The business lobby group reckons growth this year will hit 1.3%, way up from its original forecast of 0.9%. Its forecasts for the next couple of years have also risen, to 2.2% in 2014 and 2.5% in 2015. That’s practically ‘normal’ conditions.
The change is mainly down to better-than-expected performances by the services and manufacturing sectors, as well as retail, which enjoyed something of a resurgence over the summer.
It also said it expects unemployment to fall to 7.5% by autumn next year, and below Mark Carney’s all-important 7% mark by the end of 2015 – months before the Bank of England governor’s prediction of 2016.
That’s of note because forward guidance issued by the Bank last month said it wouldn’t raise interest rates until unemployment reaches that level. If it’s going to be earlier than expected, that makes planning ahead more difficult.

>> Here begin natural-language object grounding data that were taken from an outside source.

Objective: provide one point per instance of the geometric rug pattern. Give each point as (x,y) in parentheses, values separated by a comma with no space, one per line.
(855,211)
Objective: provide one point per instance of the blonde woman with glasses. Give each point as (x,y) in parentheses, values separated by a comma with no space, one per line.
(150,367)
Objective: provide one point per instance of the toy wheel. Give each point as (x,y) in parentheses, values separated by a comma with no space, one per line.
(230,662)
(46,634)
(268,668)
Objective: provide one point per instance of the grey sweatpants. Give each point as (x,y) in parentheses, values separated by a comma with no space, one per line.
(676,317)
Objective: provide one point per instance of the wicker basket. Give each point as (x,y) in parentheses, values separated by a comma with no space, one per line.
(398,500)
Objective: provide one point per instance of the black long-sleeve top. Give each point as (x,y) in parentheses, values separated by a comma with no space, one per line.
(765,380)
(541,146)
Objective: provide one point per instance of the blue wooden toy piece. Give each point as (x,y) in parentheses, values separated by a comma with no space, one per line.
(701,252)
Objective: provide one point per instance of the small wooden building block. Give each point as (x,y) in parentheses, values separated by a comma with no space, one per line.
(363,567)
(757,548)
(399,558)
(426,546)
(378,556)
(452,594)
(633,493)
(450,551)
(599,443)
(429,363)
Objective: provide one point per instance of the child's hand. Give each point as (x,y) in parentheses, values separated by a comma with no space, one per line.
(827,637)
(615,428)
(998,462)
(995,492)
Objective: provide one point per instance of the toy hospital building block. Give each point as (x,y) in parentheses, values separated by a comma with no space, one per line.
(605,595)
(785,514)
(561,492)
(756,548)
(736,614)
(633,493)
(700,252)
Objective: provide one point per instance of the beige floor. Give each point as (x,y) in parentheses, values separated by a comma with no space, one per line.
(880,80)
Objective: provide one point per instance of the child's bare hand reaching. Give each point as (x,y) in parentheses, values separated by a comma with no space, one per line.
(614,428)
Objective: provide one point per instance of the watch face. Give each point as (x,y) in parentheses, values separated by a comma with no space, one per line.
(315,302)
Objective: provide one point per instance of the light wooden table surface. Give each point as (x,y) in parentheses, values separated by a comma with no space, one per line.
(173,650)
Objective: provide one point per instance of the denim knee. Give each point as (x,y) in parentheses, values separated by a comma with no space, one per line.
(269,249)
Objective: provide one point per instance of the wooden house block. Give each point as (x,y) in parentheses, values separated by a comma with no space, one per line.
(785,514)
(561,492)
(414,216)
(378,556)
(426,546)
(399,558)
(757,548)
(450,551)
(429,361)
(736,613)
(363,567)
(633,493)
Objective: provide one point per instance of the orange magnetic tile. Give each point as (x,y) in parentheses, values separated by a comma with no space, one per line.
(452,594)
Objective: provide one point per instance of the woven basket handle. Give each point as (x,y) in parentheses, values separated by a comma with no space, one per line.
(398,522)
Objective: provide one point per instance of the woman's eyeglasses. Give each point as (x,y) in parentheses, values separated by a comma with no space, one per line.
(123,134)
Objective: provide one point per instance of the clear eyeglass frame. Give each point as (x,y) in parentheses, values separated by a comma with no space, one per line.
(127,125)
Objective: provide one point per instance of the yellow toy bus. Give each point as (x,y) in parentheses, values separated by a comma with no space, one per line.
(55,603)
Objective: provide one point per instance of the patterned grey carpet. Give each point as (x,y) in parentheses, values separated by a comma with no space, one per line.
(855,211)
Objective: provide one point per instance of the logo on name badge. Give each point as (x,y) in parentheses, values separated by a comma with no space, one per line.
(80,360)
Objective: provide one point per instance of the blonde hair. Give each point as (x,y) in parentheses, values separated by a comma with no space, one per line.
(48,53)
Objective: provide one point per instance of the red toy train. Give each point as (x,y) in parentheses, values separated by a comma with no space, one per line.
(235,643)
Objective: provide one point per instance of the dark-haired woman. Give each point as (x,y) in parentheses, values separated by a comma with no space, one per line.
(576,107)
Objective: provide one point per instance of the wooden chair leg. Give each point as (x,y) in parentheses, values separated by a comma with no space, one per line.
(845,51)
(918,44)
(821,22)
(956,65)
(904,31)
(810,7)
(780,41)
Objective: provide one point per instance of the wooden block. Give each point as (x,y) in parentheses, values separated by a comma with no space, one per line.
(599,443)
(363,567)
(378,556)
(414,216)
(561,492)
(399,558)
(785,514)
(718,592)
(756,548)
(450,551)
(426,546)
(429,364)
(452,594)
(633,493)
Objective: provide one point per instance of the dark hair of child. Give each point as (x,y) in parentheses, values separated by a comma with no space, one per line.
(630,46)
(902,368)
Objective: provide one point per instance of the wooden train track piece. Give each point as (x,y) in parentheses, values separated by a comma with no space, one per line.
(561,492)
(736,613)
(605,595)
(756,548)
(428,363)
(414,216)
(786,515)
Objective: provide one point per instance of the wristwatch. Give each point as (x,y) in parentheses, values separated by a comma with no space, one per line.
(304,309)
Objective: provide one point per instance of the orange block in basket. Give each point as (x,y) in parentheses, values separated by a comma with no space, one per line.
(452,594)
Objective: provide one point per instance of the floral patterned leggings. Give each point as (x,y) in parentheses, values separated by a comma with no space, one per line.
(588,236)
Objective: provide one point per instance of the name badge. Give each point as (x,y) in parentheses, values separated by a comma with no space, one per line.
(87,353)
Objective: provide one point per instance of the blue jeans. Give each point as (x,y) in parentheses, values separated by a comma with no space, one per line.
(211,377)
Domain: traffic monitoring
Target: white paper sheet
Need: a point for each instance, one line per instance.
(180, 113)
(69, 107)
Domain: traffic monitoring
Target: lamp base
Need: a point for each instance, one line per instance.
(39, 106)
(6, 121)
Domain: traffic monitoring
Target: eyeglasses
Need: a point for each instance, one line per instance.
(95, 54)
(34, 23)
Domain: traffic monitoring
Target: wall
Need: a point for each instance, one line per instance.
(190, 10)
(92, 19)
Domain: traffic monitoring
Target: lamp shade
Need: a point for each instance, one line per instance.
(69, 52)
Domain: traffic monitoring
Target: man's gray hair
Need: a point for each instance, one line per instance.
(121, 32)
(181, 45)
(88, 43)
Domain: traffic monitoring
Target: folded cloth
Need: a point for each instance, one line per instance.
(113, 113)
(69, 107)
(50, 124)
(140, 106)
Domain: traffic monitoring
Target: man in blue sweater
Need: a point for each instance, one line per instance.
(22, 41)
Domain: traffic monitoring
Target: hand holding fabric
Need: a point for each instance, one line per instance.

But some factors could yet stop that growth in its tracks: although things are beginning to look up for western economies, things are looking less positive in emerging markets. Everything from the threat of war in the Middle East to slowdowns in India and China pose a threat to our (still very fragile) recovery.
So no wonder BCC director general John Longworth remained cautious.
‘Unfortunately the recovery is not yet secure,’ he said.
‘We have had false dawns in recent years and although this upturn appears to be on stronger ground, we must be aware that complacency could lead to setbacks.’
In other words (and to use another depressingly ubiquitous phrase): keep calm and carry on. We’re not out of the woods yet.